Es wird festgestellt, dass es kein wirkliches ‚Happy End‘ gibt. Chris konnte zwar dem Haus und der Situation entfliehen, jedoch nicht dem gesellschaftlichen System, das weiterhin bestehen bleibt. Er hat in diesem Szenario gewonnen, wird jedoch dennoch in Zukunft Alltagsrassismus begegnen.

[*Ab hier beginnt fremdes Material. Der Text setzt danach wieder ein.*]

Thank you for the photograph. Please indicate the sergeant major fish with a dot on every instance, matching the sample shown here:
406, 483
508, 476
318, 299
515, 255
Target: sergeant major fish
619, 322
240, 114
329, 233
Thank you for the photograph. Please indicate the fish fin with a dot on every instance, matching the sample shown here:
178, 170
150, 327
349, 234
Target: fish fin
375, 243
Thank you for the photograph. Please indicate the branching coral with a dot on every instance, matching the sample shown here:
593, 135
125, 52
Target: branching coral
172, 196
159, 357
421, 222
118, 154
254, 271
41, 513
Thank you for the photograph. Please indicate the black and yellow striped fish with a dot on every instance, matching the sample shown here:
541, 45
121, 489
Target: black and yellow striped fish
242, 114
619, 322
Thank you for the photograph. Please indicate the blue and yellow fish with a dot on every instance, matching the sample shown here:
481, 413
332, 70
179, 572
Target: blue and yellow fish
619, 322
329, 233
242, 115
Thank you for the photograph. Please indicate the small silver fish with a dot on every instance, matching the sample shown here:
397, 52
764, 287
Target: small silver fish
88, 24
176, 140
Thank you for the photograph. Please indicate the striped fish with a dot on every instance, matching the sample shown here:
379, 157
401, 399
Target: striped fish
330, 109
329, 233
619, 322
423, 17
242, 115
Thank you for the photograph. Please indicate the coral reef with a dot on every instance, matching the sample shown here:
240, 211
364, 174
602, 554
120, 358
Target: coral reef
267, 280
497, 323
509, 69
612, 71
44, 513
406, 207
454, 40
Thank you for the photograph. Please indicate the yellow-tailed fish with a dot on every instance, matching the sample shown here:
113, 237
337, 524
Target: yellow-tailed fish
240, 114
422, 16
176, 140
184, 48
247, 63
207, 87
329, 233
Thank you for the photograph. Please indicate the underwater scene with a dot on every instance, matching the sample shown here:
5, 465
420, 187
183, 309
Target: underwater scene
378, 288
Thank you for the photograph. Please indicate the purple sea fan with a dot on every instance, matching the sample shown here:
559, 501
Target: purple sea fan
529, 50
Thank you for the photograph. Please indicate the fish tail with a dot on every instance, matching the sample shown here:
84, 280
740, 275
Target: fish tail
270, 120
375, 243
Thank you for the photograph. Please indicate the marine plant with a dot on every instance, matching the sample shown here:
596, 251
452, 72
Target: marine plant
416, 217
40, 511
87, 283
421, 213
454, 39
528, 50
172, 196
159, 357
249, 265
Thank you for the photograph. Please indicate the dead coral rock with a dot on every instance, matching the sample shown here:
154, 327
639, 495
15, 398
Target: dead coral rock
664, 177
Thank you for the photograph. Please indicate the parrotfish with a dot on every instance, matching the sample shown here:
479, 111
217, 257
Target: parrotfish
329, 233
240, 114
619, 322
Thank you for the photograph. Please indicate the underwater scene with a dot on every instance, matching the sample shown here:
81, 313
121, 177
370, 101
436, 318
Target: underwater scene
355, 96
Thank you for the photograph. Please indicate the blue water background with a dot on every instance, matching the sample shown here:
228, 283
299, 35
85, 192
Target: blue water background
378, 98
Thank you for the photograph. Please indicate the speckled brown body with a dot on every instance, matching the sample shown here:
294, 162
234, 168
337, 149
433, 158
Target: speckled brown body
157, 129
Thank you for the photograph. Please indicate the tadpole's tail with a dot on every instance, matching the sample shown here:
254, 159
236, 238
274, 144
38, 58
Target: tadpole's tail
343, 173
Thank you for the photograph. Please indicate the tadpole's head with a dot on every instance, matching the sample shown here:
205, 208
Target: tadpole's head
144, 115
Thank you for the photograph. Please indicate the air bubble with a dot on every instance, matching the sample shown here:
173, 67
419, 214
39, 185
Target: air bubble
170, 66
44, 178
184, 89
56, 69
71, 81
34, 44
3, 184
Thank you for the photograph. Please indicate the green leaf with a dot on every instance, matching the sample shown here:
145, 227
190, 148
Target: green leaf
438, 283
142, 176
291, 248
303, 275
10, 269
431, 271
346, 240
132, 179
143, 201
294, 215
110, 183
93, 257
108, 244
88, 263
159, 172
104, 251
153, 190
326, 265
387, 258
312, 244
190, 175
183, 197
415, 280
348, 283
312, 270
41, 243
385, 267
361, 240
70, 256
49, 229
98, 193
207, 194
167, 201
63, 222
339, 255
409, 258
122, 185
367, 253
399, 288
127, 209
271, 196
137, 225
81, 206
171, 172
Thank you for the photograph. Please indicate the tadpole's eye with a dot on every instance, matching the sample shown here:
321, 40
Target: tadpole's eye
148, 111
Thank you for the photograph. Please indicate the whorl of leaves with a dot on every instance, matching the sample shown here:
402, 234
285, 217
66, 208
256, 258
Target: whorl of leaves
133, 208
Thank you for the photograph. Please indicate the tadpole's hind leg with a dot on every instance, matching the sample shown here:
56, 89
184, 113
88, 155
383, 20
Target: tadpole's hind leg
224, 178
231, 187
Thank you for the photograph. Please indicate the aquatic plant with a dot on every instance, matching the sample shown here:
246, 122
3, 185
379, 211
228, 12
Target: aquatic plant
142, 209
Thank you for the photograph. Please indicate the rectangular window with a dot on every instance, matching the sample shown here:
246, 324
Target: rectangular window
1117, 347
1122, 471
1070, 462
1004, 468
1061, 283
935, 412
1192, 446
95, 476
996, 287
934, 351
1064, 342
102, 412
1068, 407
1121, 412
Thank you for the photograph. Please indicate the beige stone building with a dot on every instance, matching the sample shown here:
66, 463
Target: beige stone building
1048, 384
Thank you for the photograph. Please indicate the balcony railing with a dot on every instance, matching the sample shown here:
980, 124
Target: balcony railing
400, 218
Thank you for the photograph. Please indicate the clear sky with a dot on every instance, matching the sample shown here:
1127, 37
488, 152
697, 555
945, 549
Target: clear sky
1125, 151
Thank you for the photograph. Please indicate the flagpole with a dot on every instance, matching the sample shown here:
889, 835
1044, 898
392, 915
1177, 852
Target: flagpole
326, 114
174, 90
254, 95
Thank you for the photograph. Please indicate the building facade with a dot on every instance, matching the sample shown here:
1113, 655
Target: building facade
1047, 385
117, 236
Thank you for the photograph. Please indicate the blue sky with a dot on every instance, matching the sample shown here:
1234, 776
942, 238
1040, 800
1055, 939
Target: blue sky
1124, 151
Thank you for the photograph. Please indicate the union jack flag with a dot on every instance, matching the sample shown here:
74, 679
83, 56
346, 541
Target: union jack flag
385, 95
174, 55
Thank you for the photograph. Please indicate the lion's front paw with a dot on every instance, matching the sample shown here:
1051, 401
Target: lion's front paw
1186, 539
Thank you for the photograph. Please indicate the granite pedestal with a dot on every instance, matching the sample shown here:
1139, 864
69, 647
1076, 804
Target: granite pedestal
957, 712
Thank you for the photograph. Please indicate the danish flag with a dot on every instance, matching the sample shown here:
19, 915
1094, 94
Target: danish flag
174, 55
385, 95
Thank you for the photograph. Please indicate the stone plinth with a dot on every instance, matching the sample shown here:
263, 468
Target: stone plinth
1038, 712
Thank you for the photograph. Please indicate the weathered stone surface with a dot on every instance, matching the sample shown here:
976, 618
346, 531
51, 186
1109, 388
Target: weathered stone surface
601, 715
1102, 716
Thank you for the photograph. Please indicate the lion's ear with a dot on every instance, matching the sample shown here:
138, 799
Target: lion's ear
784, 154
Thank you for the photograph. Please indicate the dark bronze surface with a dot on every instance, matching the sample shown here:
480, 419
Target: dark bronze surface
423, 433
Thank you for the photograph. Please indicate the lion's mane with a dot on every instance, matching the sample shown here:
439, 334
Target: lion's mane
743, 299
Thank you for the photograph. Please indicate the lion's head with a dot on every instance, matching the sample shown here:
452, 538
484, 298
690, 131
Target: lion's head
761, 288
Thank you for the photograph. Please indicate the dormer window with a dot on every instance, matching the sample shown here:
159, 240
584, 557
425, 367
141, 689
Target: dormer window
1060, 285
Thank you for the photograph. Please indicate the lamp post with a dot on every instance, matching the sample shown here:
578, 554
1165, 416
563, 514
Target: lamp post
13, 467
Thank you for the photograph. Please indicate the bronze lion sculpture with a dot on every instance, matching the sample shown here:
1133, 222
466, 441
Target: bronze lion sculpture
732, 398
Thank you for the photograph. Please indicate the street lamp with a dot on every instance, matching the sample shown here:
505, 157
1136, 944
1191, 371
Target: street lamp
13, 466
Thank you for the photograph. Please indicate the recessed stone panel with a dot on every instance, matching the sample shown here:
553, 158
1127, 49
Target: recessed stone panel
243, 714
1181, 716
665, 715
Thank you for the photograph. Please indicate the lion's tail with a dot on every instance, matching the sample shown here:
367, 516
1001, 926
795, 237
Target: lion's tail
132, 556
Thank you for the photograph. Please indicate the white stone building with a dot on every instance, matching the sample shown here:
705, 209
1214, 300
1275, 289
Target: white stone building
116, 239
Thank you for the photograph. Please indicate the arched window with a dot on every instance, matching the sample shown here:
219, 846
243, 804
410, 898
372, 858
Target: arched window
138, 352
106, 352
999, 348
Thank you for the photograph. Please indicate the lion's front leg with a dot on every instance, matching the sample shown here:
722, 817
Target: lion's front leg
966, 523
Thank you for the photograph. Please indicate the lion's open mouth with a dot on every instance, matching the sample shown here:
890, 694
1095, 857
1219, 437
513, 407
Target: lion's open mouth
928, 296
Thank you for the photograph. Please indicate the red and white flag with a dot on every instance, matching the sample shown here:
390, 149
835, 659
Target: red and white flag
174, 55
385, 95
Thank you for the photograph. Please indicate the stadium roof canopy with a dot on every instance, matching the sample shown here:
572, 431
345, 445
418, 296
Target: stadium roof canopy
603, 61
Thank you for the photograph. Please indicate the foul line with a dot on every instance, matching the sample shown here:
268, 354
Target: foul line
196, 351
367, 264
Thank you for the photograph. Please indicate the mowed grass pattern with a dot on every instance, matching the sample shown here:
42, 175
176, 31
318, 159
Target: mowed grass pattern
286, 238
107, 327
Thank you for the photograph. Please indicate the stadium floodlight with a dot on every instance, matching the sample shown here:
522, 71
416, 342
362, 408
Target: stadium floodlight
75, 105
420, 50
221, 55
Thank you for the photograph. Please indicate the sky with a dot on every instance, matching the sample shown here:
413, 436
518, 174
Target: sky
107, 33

*“Antiblackness seeks to preserve the association between both blackness and black people and slave status.“2

Kommentare vom Regisseur

Der Film wird als Horrorsatire1 betitelt. Denn er ist nicht nur zum Schocken da, sondern soll die Gesellschaft zum Nachdenken anregen. Der Regisseur selbst erwähnt in einem Interview mit dem SPIEGEL, dass der Protagonist und er eine „Grunderfahrung [teilen], die jeder Afroamerikaner kennt.“1, und zwar diese: „Man erlebt Rassismus, doch das weiße Gegenüber leugnet ihn.“1

Angst im dunkeln? (Quelle: Kyle Loftus von Pexels)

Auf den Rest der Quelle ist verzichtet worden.